The entire point of ordering an appraisal is to be more certain of the value of a property. It makes sense that if you’re going to order an appraisal, to look for reports that will reduce your risk. There are some simple things you can do to reduce the potential for claims due to faulty reports.
When the valuation comes in low, it not only undercuts the potential returns by limiting potential financing, it also creates complications with buyers, sellers, and agents who will call to complain about the report. For many parties to the transaction, including real estate professionals, a low valuation can mean a lost buyer and failed escrow if the buyer doesn’t have the funds to cover the difference between the purchase price and appraised value.
High Real Estate Appraisals
High valuations are the potentially more disastrous outcome of an inaccurate appraisal. If the value comes in higher than expected, look at the comp selection and the particular neighborhoods that the comparables are located in. If the appraiser isn’t familiar with the community, or hasn’t actually seen the community, comparables may not accurately reflect the economic factors influencing our subject. Although a comparable is similar in square footage, stories, or age, it may be in a more desirable community, or be in better condition. Check that the adjustments to the comparables are cumulatively negative when they are marked as superior to the subject, and positive when inferior.
Lack of Local Expertise
Appraisers without local knowledge will miss important market factors influencing the value of the property, both positively and negatively. It’s important that an appraiser have several years of experience in a particular market before being relied upon to provide the highest-level reports. As the real estate market’s cycle is long in scale, it takes years for a professional to understand market trends and how current conditions will precipitate future growth or decline. National appraisal management firms will often send an appraiser hundreds of miles if they don’t have a local appraisers on the roster (without mentioning the fact to clients).

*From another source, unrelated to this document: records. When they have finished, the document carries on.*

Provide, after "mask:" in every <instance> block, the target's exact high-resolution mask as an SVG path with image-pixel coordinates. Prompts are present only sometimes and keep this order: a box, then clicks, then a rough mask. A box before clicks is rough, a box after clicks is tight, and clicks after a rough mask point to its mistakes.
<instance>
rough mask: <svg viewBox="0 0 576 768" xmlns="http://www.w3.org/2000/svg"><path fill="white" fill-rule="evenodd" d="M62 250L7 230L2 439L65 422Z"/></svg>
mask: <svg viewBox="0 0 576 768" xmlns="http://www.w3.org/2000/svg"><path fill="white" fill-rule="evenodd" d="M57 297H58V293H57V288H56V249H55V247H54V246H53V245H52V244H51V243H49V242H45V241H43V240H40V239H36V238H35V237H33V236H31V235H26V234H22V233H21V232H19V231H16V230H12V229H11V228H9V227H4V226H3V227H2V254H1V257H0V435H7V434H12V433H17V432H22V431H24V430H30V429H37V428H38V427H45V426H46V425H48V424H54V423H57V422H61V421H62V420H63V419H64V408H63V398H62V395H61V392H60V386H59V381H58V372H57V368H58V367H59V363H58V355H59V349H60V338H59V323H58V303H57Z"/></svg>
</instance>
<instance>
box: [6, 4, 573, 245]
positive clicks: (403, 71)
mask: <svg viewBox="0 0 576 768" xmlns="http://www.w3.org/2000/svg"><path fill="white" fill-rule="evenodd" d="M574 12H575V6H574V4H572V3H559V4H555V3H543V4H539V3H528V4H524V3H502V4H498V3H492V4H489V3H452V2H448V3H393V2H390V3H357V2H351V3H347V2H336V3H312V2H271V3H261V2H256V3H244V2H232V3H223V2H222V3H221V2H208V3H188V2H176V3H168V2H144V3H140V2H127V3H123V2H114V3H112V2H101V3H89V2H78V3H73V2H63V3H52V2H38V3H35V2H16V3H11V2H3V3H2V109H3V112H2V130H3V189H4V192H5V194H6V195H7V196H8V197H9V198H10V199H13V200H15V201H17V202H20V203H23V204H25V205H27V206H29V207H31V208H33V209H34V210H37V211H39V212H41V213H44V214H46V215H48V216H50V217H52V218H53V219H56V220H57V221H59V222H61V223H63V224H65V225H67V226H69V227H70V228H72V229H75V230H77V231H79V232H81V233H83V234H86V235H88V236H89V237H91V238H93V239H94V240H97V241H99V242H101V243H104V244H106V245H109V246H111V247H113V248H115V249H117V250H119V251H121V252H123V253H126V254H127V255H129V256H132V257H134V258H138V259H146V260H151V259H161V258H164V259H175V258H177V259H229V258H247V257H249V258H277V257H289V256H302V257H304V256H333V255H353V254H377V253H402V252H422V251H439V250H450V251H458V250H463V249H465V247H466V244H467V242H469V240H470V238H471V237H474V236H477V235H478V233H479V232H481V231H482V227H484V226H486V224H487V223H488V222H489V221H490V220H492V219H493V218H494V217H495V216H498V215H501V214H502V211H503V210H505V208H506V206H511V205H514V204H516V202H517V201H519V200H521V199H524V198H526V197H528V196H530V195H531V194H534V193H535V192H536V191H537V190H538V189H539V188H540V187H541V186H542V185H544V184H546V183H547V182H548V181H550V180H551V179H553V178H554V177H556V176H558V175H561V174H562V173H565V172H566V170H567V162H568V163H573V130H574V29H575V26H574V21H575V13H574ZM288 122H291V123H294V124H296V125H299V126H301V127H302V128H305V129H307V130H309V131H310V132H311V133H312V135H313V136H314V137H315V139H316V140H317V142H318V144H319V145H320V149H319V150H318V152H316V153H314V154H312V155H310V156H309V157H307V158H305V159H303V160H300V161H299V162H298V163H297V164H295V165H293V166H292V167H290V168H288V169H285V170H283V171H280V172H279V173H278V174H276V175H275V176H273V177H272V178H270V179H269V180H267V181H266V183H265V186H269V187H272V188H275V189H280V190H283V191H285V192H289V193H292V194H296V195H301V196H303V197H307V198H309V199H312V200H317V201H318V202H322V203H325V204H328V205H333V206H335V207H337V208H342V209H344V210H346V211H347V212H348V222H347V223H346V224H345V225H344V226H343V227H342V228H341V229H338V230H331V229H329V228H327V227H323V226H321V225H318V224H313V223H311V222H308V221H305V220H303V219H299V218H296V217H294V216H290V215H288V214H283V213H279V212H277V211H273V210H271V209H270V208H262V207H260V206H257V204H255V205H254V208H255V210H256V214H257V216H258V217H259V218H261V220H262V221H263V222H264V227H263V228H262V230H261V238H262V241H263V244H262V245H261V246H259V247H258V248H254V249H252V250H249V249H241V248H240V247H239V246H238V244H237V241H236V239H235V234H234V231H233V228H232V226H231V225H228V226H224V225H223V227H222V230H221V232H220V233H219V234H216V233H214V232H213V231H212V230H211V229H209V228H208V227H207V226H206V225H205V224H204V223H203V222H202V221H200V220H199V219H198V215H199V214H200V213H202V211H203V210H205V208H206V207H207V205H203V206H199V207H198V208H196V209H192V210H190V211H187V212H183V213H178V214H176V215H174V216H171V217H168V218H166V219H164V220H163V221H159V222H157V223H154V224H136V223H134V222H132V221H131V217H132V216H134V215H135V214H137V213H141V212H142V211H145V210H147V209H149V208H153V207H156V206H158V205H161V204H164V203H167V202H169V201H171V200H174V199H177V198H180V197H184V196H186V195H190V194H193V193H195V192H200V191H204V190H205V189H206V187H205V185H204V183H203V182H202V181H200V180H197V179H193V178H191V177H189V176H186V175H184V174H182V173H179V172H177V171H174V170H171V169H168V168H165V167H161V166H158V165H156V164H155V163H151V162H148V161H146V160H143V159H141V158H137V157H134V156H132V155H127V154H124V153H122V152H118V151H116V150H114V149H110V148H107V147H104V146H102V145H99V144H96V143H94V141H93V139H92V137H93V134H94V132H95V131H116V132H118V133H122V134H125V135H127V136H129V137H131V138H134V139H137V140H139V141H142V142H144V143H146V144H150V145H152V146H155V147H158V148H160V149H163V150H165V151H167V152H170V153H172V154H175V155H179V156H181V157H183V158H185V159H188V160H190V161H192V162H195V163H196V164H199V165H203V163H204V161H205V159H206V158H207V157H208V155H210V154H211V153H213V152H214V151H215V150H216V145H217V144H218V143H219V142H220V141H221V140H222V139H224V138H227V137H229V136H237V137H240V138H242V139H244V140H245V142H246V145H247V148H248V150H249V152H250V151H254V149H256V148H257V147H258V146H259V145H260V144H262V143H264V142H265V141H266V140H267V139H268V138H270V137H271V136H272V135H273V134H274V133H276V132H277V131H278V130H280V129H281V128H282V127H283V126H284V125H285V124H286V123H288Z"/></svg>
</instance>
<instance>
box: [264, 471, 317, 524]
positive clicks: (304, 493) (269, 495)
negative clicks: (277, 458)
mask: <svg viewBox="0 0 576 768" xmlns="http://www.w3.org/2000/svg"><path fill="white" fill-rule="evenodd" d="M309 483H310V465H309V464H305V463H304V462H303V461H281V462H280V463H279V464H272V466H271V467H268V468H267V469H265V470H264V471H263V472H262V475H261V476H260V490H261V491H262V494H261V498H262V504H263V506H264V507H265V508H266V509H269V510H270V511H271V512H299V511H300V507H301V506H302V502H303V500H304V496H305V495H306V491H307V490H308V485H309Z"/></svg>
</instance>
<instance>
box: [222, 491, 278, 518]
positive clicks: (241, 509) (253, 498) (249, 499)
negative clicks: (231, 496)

Incorrect or Incomplete Valuation Approach
Are we taking the correct approach here?
I mean the comparison, income, and cost approaches to be clear. What’s the best methodology for your particular property type? It’s a common error when a multifamily property appraisal neglects to provide an estimate of value based on the income. To make quality investment decisions, we need to understand metrics including the gross rent multiplier, capitalization rate, rent to income ratio, and what they mean for the potential value of the property. If the property represents a relatively high degree of risk, the appraiser must utilize a cap rate that is appropriate considering what is currently demanded by investors.
High risk equals a high rate and demands a lower price. Low risk and low cap rates yield higher values. The only way to know what the prevailing cap rate is, is by researching the market and analyzing the outcome of similar recent transactions. You could also ask local investors what cap rate they expect, but closed transactions speak louder than words (try both). The income approach to valuation utilizes the cap rate and the annual net operating income to estimate the value. For properties that generate rental cash flow and are non-owner occupied, it is prudent to consider the income’s effect on value.
Neglecting to Adjust for Appreciation or Decline
It could be that the reason for the mysterious valuation result is a failure to adjust for fluctuations in market value. If the market absorption rate is less than 2 months, it’s a good signal that the market is moving quickly and adjustments for appreciation are in order. In the case of a declining market, adjustments for depreciation give a more accurate valuation. Also take a look at the adjustments to make sure that each makes senses and helps narrow the likely window of value. If the adjustments are excessive, it may indicate that the comparable is too dissimilar to be suitable for the report.